Off-Broadway Review: “Lowcountry” at the Atlantic Theater Company (Closed Sunday, July 13, 2025)

Off-Broadway Review: “Lowcountry” at the Atlantic Theater Company (Closed Sunday, July 13, 2025)
Written by Abby Rosebrock
Directed by Jo Bonney
Reviewed by David Roberts
Theatre Reviews Limited

Abby Rosebrock’s “Lowcountry” at the Atlantic Theater Company follows two TikTok-matched strangers on their first date in David’s studio apartment in Moncks Corner, South Carolina. David (Babak Tafti) is a registered sex offender attending Sexaholics Anonymous, trying to regain custody of his son. Tally (Jodi Balfour) arrives early as he prepares dinner. Their casual conversation tailspins into unexpected tragedy.

Both are marginalized. David is Brown and poor; his mentor Paul (Keith Kupferer) is white and affluent. Tally carries family trauma. Both lack agency, haunted by pasts they can’t escape. Rosebrock uses their status to interrogate systems that fail to address poverty or provide genuine restoration for those suffering from addiction.

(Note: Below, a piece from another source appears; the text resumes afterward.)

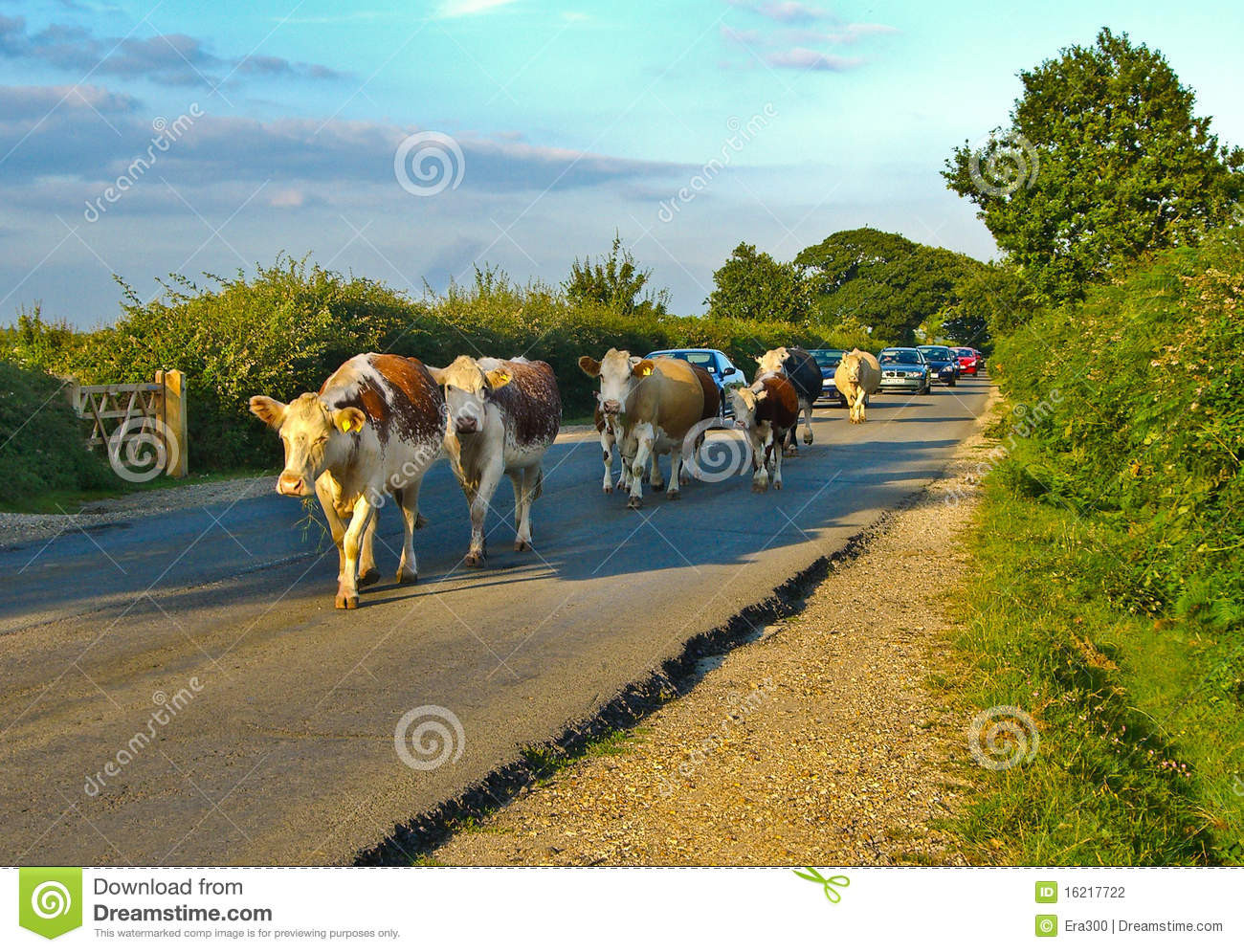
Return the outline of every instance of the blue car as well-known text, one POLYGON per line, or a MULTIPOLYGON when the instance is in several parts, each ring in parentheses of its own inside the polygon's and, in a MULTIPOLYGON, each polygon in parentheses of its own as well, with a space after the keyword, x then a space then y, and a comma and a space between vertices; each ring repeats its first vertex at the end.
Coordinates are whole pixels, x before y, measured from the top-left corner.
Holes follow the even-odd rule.
POLYGON ((877 355, 881 365, 881 392, 909 391, 928 393, 932 377, 928 361, 914 347, 886 347, 877 355))
POLYGON ((929 365, 929 372, 937 377, 938 383, 953 387, 958 382, 959 358, 954 356, 954 352, 949 347, 927 345, 916 350, 924 355, 924 360, 929 365))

Under Jo Bonney’s direction, Tafti and Balfour deliver authentic performances, carefully disclosing secrets as their cat-and-mouse encounter heightens in sexual energy. David wants to avoid sex; Tally needs to seduce him into vulnerability—a vehicle for revealing a past they share that David has forgotten. When they swiped right on Tinder, both assumed they wanted the same thing. They don’t.

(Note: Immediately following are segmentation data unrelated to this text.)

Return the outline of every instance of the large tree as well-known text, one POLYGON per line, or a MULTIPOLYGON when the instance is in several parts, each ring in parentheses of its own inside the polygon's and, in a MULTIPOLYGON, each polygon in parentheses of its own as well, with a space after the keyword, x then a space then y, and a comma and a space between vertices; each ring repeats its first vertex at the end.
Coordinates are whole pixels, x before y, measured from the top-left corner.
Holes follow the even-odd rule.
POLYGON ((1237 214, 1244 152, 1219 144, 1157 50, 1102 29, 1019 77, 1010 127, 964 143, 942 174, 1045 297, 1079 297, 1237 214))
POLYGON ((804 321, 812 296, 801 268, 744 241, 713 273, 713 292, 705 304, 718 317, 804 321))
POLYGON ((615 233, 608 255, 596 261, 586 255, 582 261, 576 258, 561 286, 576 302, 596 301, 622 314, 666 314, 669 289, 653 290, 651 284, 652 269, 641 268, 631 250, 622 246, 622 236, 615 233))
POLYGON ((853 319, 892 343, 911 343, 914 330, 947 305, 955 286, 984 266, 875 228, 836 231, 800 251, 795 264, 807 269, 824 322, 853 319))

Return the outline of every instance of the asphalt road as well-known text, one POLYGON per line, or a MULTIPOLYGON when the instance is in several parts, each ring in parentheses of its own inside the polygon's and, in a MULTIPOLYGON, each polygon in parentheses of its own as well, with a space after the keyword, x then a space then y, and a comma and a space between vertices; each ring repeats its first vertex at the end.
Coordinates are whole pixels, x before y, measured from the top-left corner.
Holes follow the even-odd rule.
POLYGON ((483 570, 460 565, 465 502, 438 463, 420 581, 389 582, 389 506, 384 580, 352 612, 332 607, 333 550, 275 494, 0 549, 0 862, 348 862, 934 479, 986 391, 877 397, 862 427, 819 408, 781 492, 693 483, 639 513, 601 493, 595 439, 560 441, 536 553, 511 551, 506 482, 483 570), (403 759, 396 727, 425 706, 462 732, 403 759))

This mental, physical, and spiritual seduction plays out on Arnulfo Maldonado’s sparse set, with enough clues to David’s trauma to make the design succeed. The makeshift curtain separating David’s bed from the rest of the apartment falls repeatedly during conversation. His failed attempts to refasten it and Tally’s successful ones serve as metaphor for libidinous desire and desperate need to connect.

That connection becomes eerily stronger when Paul arrives to confront David about lying regarding his sexual “sobriety.” What follows is unexpected and related to Tally’s nihilistic worldview. The play raises enduring questions about right and wrong, challenging comfortable assumptions about moral ambiguity and situational ethics.